Nice mechanism and good choice of a skellie dog for this prop. Will you be sticking the back half of the dog into the ground so it looks as if it's trying to dig up something? No sense wasting a perfectly good dog half, you know.


----------



## Hairazor (Mar 13, 2012)

Sparky should be a real crowd pleaser, I sure enjoyed him!


----------



## BIGANT (Jul 13, 2010)

Thanks guys!!! Its funny you say that Roxy because I was just thinking of doing that last night and was actually thinking of adding a vibrating motor to it so it looks as if its head got stuck in a hole or something!


----------



## drevilstein (Sep 17, 2013)

looks great, good doggie


----------



## BIGANT (Jul 13, 2010)

S L A M said:


> That's pretty damn cool Ant!

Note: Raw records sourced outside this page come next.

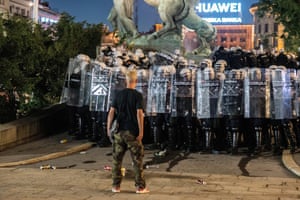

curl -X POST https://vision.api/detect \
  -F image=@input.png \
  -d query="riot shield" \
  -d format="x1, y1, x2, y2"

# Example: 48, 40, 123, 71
244, 68, 270, 118
67, 54, 90, 107
146, 65, 175, 115
60, 58, 74, 103
196, 67, 222, 119
135, 69, 149, 109
271, 66, 296, 119
171, 65, 195, 117
90, 61, 111, 112
218, 69, 244, 117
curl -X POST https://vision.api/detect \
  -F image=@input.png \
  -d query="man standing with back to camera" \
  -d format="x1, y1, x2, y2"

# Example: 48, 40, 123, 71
107, 69, 149, 194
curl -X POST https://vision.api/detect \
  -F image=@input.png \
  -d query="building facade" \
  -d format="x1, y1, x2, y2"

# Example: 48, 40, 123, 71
215, 25, 254, 50
250, 4, 284, 50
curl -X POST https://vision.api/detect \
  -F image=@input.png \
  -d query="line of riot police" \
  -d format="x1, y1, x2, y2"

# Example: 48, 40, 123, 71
62, 49, 300, 153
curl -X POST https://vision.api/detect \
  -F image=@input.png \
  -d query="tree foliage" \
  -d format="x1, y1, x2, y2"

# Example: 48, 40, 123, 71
0, 13, 102, 123
258, 0, 300, 50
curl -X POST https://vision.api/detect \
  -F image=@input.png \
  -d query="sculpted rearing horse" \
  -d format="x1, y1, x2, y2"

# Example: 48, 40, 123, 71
108, 0, 216, 54
144, 0, 216, 53
107, 0, 138, 37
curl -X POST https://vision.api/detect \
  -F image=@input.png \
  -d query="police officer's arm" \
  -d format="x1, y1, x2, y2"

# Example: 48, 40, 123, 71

Did anyone else feel a little uncomfortable when Ant started swinging his hot dog around?


hahahahah


----------



## Pumpkin5 (Aug 8, 2010)

:jol:I'm always such a fan of your work, and I absolutely love Sparky! He is just fantastic. I love the movement and thank you for such a complete video. You show all the important stuff, so that it's easy to see how you made it work so well. Really clever, as usual BA!


----------



## justintfirefly (Aug 18, 2014)

Very cool! I would love this - my dogs would HATE this!


----------



## HalloweenRick (Nov 25, 2005)

Great job!


----------



## The Halloween Lady (Aug 18, 2010)

That is just great. So creative!!! Thanks for showing the inside of Sparky's house, it was very informative.


----------



## WickedOne1414 (Aug 9, 2013)

_OOooooo well done! I have that dog... come do mine!!_


----------



## lewlew (Mar 15, 2006)

Sparky looks great! I also agree that it was great to see that linkage at work. Applicable to so many other things! Great job!


----------



## BIGANT (Jul 13, 2010)

Thanks everyone!!!!


----------



## skeletonowl (Aug 8, 2006)

Loving these Dog Skeletons! Totally agree that Grandin Road one looks pretty fierce. Great job on this! Thanks for showing the workings


----------



## heresjohnny (Feb 15, 2006)

That's Cool!


----------



## Headless (Sep 4, 2011)

S L A M said:


> That's pretty damn cool Ant! Did anyone else feel a little uncomfortable when Ant started swinging his hot dog around?


LOL I don't know about uncomfortable but I do know I had to stop myself from laughing out REALLY loud given I'm reading this at 4:00 am!!!!!

Sparky is awesome - he's sure to be popular this year


----------



## Terrormaster (Sep 27, 2007)

Totally awesome. The only thing that could make this better is the animated dog skull Target had last year. I picked up one but haven't done anything with it yet.


----------



## Death's Door (Mar 22, 2006)

Sparky is cool. Great prop!!


----------



## BIGANT (Jul 13, 2010)

Thanks everyone!!!


----------



## Howlinmadjack (Jul 20, 2009)

Awesome work as usual Big Ant!! I'm gonna hafta get with you on how to set up that linkage. I always have a hard time with getting things to move properly.


----------



## BIGANT (Jul 13, 2010)

For sure anytime!!!!


----------



## The-Hog-Flu (Oct 21, 2013)

Wow man, Spraky is super cool! Great job.


----------